This tends to happen increasingly often, spoiling outcomes

Nov 11, 2013 16:24 GMT  ·  By

A group of investigators from the Tel Aviv Sourasky Medical Center in Israel recently conducted a new study that revealed why breast cancer tends to become resistant to certain forms of hormone therapy. The work may pave the way towards new types of treatments that may improve overall survivability and cancer statistics. 

This particular study focused on a hormone therapy that uses chemicals such as tamoxifen. In patients treated thusly, tumor resistance to medication often occurs, and scientists haven't been able to figure out why this happened until now.

The scientists were able to determine that a receptor located on the surface of breast cancer tumor cells is responsible for this phenomenon. Apparently, the receptor can exhibit impromptu mutations, which no longer allow it to bind tamoxifen, and destroy the cancer cell.

Details of the investigation were published in the latest issue of Cancer Research, a scientific journal published by the American Association for Cancer Research (AACR). The work was led by the head of the medical oncology department at the SMC, Ido Wolf, MD.

The work is very important because it has the potential to drastically improve survivability among breast cancer patients. At this point, if hormone therapy fails, sufferers have to undergo a highly-toxic regimen of chemotherapy, an approach that has numerous negative side-effects.
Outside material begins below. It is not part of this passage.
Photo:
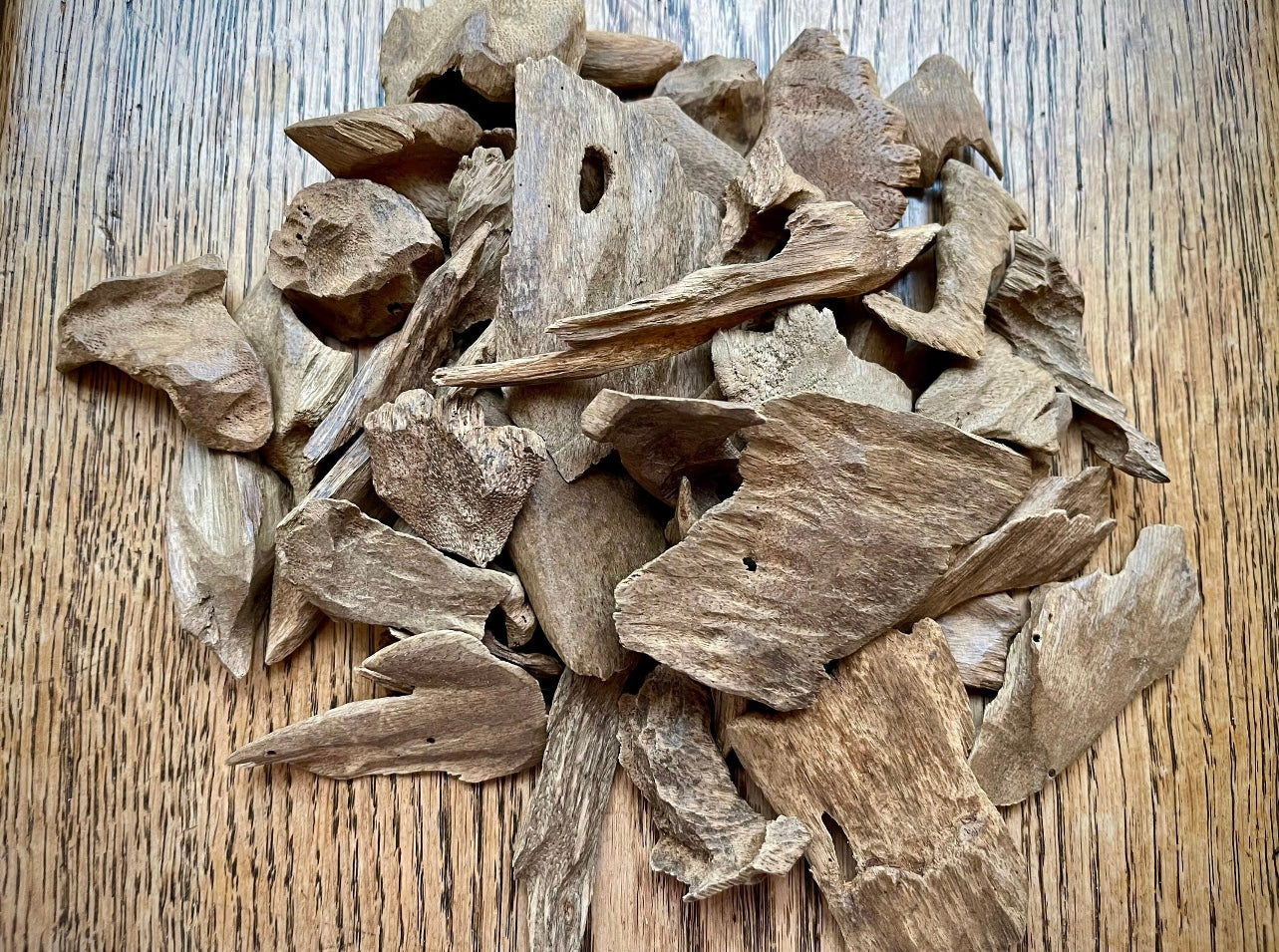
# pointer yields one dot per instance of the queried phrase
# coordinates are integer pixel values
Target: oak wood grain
(1141, 137)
“Virtually all patients with metastatic breast cancer who initially respond to endocrine [hormone] treatments eventually develop resistance to these treatments,” Wolf explains.

“We identified a new mutation in the estrogen receptor, which is the target for endocrine treatments, and the mutation makes the receptor more active and resistant to endocrine treatments. Importantly, we identified the mutation in 38 percent of our patients,” the team leader adds.

The finding was made possible through the use of high-tech, high-throughput sequencing technologies. The mechanism through which the cancer cells shield themselves is very simple, but researchers had no way of determining precisely which mutation was responsible for the effect.

But Wolf says that luck played a role in this research as well. “Previous studies mostly looked at either the primary tumor or metastases before treatment, which may be why this mutation was never detected. We were able to detect it because we sampled tumors at the right time,” he concludes.